Depop

Chris Donnelly, founder & Managing Director at luxury digital agency, Verb Brands, considers the rise of fashion e-commerce platform Depop and what luxury brands can stand to learn about the reuse generation.

This article originally appeared in Luxury Briefing issue 216. 

The word ‘luxury,’ like much of the English language, is derived from Latin. ‘Luxus’ is the root of ‘excess’. As in, more than necessary, superfluous, extra. Some of us inherently desire more — cars, watches, clothing — regardless of whether or not we can afford them. These articles, and clothing, in particular, are an expression of identity, of aspiration and who we perceive ourselves to be. And why not? If you wake up feeling extra, you need an outfit to match.

For Gen Z, these purchases are fed by ideas of fluidity: there are no finites or absolutes. Power, influence, authority, identity, and everything in-between are negotiable. As is the concept of ownership. If you can’t afford those Moschino pants, wear them once and sell them — let someone else enjoy them as much as you did. Take the picture, get the likes, pass it on. This notion of a circular economy is growing more prevalent, driven massively by Depop, the London-based social shopping app that recently announced a $62 million funding round to power its US expansion.

Suffice to say, Depop represents more than a faddish app: luxury brands looking to tap into the next generation of consumers — just shy of a quarter of the global population, with an estimated $143 billion spending power — should heed its rise and rise.

Chris Donnelly
Chris Donnelly argues that luxury brands need to rethink their approach to brand exclusivity and loyalty

For a start, the next generation of young people want an experience the fashion industry is struggling to provide. Being stuck in Vogue when your audience is on Instagram seems increasingly outmoded to a digitally-native, mobile-first generation.

The lines between social exploring and social commerce are blurring. Instagram, Pinterest, and Facebook each have some sort of shopping interface. Instagram’s shopping in particular, though very early days, looks promising, with Deutsche predicting it could be worth $10 billion in annual revenue by 2021. But presently, none has a scratch on Depop. The app is the Instagram for clothes shopping that Instagram wishes it was.
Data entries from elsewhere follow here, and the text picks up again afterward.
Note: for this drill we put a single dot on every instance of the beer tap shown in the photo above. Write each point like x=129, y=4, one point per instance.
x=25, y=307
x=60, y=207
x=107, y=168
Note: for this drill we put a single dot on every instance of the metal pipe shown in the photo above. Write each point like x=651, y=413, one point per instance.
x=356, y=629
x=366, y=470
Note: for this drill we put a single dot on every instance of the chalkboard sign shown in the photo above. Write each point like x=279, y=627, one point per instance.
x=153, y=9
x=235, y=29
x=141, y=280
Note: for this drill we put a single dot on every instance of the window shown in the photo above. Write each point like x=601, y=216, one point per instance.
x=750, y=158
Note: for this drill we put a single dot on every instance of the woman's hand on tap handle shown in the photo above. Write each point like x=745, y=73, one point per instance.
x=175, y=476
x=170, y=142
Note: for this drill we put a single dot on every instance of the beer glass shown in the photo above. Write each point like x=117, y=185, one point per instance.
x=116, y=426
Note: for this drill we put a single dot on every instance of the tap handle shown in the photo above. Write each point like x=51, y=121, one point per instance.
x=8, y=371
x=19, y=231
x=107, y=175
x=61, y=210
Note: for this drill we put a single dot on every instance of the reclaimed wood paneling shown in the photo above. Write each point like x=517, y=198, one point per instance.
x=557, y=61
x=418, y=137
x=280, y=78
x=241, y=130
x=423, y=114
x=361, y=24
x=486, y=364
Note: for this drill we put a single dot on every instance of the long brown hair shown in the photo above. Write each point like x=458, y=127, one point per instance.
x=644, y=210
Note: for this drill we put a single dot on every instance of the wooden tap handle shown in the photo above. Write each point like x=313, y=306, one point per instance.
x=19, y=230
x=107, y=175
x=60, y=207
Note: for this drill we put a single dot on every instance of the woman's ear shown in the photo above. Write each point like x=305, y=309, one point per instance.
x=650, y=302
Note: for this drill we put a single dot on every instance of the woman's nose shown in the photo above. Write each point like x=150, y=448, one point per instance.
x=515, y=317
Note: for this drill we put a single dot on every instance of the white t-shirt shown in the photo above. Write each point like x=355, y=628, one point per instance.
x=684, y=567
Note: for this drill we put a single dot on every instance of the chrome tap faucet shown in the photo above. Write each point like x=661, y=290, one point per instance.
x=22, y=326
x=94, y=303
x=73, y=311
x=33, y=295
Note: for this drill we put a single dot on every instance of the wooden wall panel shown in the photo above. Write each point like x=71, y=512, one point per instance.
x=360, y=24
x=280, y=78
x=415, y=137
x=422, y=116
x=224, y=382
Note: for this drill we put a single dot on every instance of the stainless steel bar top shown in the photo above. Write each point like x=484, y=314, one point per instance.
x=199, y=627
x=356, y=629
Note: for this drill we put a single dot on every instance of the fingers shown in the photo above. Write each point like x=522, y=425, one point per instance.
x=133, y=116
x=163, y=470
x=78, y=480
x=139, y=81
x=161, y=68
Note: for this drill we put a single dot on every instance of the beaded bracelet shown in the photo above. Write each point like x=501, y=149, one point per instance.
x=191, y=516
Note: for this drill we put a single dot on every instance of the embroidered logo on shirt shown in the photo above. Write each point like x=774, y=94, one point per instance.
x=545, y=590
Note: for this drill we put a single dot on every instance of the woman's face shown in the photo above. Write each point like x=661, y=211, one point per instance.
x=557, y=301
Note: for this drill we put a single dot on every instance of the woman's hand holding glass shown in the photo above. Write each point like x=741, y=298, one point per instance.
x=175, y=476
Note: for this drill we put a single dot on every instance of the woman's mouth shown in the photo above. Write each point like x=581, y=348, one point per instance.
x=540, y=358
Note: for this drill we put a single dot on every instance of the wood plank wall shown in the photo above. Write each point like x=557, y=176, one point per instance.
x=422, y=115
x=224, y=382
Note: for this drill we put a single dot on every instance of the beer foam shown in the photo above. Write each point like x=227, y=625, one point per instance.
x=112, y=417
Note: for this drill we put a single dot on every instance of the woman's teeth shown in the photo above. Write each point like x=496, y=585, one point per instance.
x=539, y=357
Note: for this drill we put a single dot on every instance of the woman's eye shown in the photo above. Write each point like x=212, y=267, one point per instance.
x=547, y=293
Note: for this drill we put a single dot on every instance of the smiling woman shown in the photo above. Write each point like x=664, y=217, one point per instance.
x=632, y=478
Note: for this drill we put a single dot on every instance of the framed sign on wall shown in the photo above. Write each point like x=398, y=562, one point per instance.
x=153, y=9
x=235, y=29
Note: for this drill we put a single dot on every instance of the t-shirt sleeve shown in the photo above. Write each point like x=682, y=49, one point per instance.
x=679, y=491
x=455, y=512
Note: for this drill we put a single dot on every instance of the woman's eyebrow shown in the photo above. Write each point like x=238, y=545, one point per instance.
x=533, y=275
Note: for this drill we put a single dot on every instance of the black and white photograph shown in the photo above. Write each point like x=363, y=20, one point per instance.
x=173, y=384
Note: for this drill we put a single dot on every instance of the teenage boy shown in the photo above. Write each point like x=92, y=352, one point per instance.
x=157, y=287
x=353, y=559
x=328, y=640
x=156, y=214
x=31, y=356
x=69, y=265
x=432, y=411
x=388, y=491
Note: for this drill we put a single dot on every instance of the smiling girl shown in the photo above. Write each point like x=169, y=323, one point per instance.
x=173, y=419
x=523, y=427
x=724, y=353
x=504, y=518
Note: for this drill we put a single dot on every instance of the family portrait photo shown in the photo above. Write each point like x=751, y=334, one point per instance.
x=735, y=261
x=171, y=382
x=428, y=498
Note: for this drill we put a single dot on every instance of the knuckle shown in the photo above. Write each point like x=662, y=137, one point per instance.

Unlike most of its rivals, Depop has been quick to respond to where consumer behaviour is shifting to, becoming a natural home for HENRYs (High Earners Not Yet Rich) in the process. It is littered with famous influencers — early adopters who turn to the app to decide what happens next. New styles can appear on the app months before they go viral on Instagram. Depop represents the periphery, where ideas grow before hitting the mainstream.

But it’s the app’s embodiment of resale that sets it apart and raises difficult questions for luxury brands. The luxury second-hand market has boomed in the last decade, driven by limited-edition sneakers and rare streetwear collaborations with fashion houses. Staggeringly, the Ellen Macarthur Foundation reports that the second-hand market will reach $51 billion in five years, eclipsing fast fashion within a decade.

It’s not just that these kids know quality when they see it, though that is true. These are conscious consumers — the Extinction Rebellion generation — who want brands to do better: for the environment, for their health, and for the common good. They don’t want fast fashion because fast fashion is bad; the second-biggest polluter of freshwater resources on the planet, producing more greenhouse gas emissions than all international flights and maritime shipping combined.

This should be good news for luxury brands, which can pride themselves on knowing that their quality items will have many lives. The idea that it’s not what you wear, but how you wear it, has never been more true.

But with the rise of Depop, notions of luxury and exclusivity are becoming democratised. Consider the way Burberry burnt clothes to protect its brand last year. This idea that products should only end up in the hands of those who can afford full-price; that if there is excess stock, it should be burnt to maintain a patina of being exclusive and always in-demand, will die with the twenty-tens.

When the likelihood is that luxury items will be resold, possibly while still in season, luxury brands lose control of their brand and are going to have to rethink their approach to exclusivity. And, naturally, loyalty. By playing on the terms of the Depop generation today, it will help to stay ahead of consumer expectation and develop loyalty tomorrow.

Language evolves. Luxury may be rooted in excess but is taking on a new meaning. Brands that aren’t tapping into notions of fluidity, of radical transparency and environmental care, the shift towards sustainability, and a need to reduce waste in the luxury sector, stand to look, well… out of fashion.